針で気温などが示される温度計はバイメタル式とよばれ、丸い文字盤の中には、グルグルの渦まきが隠されています。
渦まきの正体は金属です。温度によって伸び縮みの割合が違う2種類の金属を、それぞれ細長く加工し、渦まき状にはり合わせます。渦まきの中心に温度を示す針が設置されていて、温度が高くなると金属が伸び、温度が低くなると金属が縮むので、それによって針が動きます。bimetallic、つまり、2つの金属からなる、という意味です。このしくみは1750年代ころに開発されました。

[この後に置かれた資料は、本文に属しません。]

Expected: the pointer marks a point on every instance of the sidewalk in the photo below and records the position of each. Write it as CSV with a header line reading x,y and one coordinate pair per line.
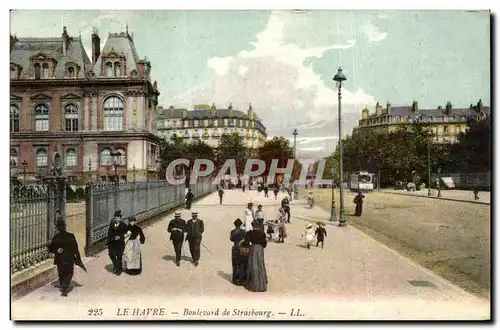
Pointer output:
x,y
353,277
451,195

気象庁が気温を測るのに使っている温度計は3種類あります。温度によって液体や金属が膨張や収縮することを利用した、ガラス製温度計とバイメタル式温度計の2種類と、白金抵抗温度計といって、安定度が高い白金(元素記号はPt)が温度によって電気抵抗の値を変えることを利用した温度計の3種類です。

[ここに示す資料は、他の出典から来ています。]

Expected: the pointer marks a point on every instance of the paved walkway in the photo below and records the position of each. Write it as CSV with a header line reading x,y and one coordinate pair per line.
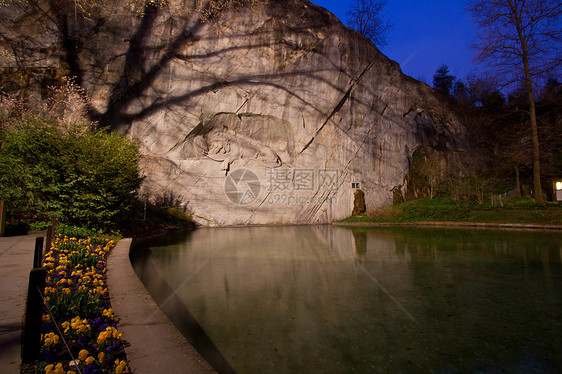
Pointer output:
x,y
16,261
156,346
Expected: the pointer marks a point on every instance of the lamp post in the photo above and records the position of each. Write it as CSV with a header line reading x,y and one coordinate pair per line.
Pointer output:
x,y
558,190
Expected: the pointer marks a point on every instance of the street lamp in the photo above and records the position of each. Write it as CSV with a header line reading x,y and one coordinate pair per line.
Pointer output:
x,y
558,190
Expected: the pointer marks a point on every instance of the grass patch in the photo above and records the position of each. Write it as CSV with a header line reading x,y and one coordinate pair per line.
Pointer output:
x,y
523,210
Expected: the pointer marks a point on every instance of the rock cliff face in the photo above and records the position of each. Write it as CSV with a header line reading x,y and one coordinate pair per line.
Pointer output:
x,y
274,114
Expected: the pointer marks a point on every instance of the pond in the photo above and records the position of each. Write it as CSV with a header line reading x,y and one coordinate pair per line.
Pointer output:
x,y
324,299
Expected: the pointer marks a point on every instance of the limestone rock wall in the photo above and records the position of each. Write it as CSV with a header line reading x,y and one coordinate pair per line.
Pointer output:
x,y
273,114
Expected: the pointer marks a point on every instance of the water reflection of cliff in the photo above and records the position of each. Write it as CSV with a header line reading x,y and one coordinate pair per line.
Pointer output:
x,y
327,299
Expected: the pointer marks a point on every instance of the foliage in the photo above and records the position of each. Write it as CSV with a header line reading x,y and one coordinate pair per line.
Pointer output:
x,y
520,41
365,17
443,80
521,210
79,176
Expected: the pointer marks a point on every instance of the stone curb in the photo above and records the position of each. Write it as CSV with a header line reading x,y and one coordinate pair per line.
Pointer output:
x,y
155,345
453,224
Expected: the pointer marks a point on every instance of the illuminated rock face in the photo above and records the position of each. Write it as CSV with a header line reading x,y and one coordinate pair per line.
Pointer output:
x,y
272,115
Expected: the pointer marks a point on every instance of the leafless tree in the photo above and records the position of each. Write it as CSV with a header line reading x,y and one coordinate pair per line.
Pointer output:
x,y
520,41
365,17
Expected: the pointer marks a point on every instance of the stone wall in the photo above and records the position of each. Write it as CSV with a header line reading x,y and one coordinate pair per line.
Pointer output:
x,y
273,114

現在の私たちの暮らしになくてはならない温度計は、身近に使われる温度計から、研究・開発や計測に使われる精密な温度計まで、さまざまな種類がありますが、その基本となるのが、1720年代に開発された水銀温度計です。今からおよそ300年前。日本の江戸時代にはもう、ほぼ正確に温度を測ることができたのです。
とはいえ、水銀の毒性については問題となっており、WHO(世界保健機関)は、2020年までに水銀を使った医療用の体温計や血圧計などの製造や輸出入をやめ、水銀を使用しない医療を目指すとしています。
水銀体温計…。昔の子どもは体温計をこすったり息を吹きかけたりして、こっそり体温をごまかすことができましたが、最近のデジタル式の体温計は、体温をごまかすことは難しいなあ…。水銀体温計の歴史を紐解いていると、ふと、そんなことを考えてしまいます。